# [solved]Programm für Bildsortierung+autom. Bildnummerierung

## monade

Der Titel ist etwas mißverständlich, es geht um folgendes: 

Urlaub -> 5 Leute haben mit ihren Digicams Bilder geschossen -> ich will die Bilder der verschiedenen Kameras irgendwie "mergen", d.h. in einem Ordner zusammenfassen und gleichzeitig sollen die Bilder chronologisch durch den Dateinamen, sprich alphabetisch/alphanumerisch, sortiert werden. 

Was ich also im Idealfall suche ist ein Programm, mit dem ich durch Drag&Drop, Hin-und-Herziehen die Reihenfolge der Bilder bestimmen kann und am Ende auf "generate" drücke und das Programm dann nach einem von mir vorgegebenen Muster die Dateien durchnummeriert/benennt.

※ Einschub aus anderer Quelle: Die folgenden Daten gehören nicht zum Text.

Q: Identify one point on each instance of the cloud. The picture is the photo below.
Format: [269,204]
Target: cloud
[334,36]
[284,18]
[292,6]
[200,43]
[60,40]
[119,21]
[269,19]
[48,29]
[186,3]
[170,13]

Wenns so ein Programm gibt, wärs natürlich wahnsinn, ansonsten bin ich auch für andere Lösungen offen  :Smile: . Zur größten Not mach ich es so, dass ich die alten Dateinamen der Bilder in jeweils eine neue Zeile einer Textdatei schreibe (natürlich dann in der richtigen Reihenfolge) und ein Skript drauf anwende.. aber wirklich toll ist das so nicht.Last edited by monade on Mon Sep 04, 2006 6:13 pm; edited 2 times in total

----------

## Kopernikus

Hallo,

also es gibt ein programm das nennt sich Xnview.

Ich benutze dieses Programm selbst und bin wirklich begeistert davon.

Ich glaube ich habe dich nicht ganz richtig verstanden, aber mit Xnview kann man Bilder automatisch durchnummerieren/ordnen lassen.

Außerdem kann man damit auch noch scripts schreiben (ganz leicht) bei denen man dann die Bilder erstmal alle auf eine gemeinsame größe bringt, sie danach nach der reihenfolge umbenennen und dann vllt. noch einen Weißabgleich vornimmt. Ist ja nur ein Beispiel. Man kann die unterschiedlichsten dinge damit machen.

Xnview ist im Portage, also einfach emerge xnview.

Möglicherweise (kommt auf deine Architektur an) musst du vorher noch deine  /etc/portage/package.keywords  editieren, da Xnview (zumindest auf Amd64) masked ist.

Aber es läuft prima und ich hatte noch nie einen Fehler oder gar einen Absturz des Programms.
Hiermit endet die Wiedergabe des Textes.